Ban Electroshock Therapy

ECT: Brutality Prescribed

FDA’s Electroshock Hypocrisy

January 24, 2026– Robert Carter

     In 2021 the FDA approved the marketing of an ECT Cotton Bite Block made by the MECTA Corporation, one of two manufacturers of electroshock administering devices. The FDA approval was based on the marketing of similar devices before 1976 and therefore needed no new trial evidence for safety or efficiency of the protective device.

     The FDA’s grandfathered approval of the bite block paralleled their grandfathering of the ECT device itself without any submission of scientific proof for its safety or effectiveness. As part of their approval documentation, they listed their description of the device along with its intended use.

     The description reads, in part: “During the passage of the electrical stimulus during ECT, despite the fact that the patient has been given a systemic muscle relaxant, the masseter muscles contract forcefully, necessitating the use of a bite block or mouth guard…in order to protect the teeth and tongue during an electroconvulsive therapy (ECT) treatment.” The cotton pad “allows for any damaged or compromised molars on the opp osite side of the mouth to be free from compression. In addition, incisors avoid the risk of being damaged during compression.”

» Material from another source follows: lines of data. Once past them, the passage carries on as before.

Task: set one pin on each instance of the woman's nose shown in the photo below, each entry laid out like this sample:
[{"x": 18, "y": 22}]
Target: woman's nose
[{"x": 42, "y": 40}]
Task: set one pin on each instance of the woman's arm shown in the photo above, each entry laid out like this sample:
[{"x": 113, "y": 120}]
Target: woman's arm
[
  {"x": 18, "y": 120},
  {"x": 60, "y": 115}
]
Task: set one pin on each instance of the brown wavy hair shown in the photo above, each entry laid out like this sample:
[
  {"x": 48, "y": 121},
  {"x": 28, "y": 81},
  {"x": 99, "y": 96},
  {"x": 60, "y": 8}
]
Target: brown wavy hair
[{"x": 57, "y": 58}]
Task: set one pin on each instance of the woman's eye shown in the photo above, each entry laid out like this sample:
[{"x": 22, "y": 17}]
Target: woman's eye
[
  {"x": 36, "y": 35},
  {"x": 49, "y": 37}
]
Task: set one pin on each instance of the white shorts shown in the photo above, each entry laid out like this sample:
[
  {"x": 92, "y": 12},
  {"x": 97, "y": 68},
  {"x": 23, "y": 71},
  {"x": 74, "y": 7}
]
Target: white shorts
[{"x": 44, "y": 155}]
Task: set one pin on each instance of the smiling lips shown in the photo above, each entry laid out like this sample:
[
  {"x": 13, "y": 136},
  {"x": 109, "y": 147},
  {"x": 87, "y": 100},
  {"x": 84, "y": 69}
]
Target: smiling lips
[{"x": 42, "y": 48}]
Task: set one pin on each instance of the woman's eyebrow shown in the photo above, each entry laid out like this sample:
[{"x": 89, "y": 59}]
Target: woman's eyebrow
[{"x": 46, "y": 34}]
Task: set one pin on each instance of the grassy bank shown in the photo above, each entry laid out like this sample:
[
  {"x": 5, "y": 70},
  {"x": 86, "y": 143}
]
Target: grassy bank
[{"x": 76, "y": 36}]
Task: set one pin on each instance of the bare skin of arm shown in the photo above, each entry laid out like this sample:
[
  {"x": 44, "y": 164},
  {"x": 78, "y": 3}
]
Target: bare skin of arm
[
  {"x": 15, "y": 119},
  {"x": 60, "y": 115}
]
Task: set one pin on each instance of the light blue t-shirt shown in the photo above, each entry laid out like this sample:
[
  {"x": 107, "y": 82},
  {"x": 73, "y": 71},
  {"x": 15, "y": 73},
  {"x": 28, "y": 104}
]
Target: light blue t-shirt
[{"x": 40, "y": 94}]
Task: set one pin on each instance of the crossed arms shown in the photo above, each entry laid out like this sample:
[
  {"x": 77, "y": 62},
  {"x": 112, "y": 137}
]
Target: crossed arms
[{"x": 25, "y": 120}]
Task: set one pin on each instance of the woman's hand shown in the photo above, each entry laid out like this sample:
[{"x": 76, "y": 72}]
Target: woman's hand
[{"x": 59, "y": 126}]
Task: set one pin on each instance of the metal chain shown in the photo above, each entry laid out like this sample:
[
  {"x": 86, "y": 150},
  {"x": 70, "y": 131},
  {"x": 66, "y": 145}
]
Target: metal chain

     Their description also notes that the mentally ill “commonly” have poor oral hygiene, a suggestion that this is the reason for the necessity for the device, as opposed to the actual threat of 400 volts of electricity passing through the patient’s head. However, in the next section, “Intended Use,” the oral protector is said to be used “during seizures induced by electroconvulsive therapy (ECT).” What happened to the electrical stimulus of the ECT itself in the description being the actual danger?

     It returns in the following section, “Comparison of Technological Characteristics,” which justifies the FDA’s grandfathered approval. “The ECT Cotton Bite Block is substantially equivalent to its predicate device in that both bite blocks protect the compression of the back molars when the masseter muscles contract during electroconvulsive therapy.”

     That’s a lot of semantic dancing by the FDA in those three sections to hide the hypocrisy behind their approval of MECTA’s ECT mouth guard. If the electrical voltage from the device requires a mouth guard to protect a patient’s teeth from being crushed, how is the device itself safe? The FDA knows ECT is not safe, but they do nothing to curb its use.

     That’s a jarring hypocrisy from a government agency with the mission of protecting the public. 

     MECTA itself went bankrupt in 2021 because they could not be approved for product liability insurance due to the number of lawsuits against the company by those claiming brain damage and serious memory loss from their ECT sessions. MECTA CEO Adrian Kettering was quick on her feet, though, and soon started SigmaStim as another manufacturer of electroshock devices. Kettering’s new devices offer similar functions as the previous MECTA machines, but with an “updated technology” platform. 

     Kettering’s first customers? All those MECTA machine owners who would now need to update their equipment to these new standards with the purchase of the “improved” SigmaStim machine.

     Fits right in with Kettering’s sense of business ethics. In one deposition for a civil case suit against MECTA, she announced, “We are not responsible for individual patients…. that is not our responsibility from the FDA perspective or from our perspective as medical-device manufacturers.” She added, “…no effort is made to acquire adverse information caused by MECTA devices.”

     Unlike the FDA, she certainly can’t be accused of hypocrisy, can she?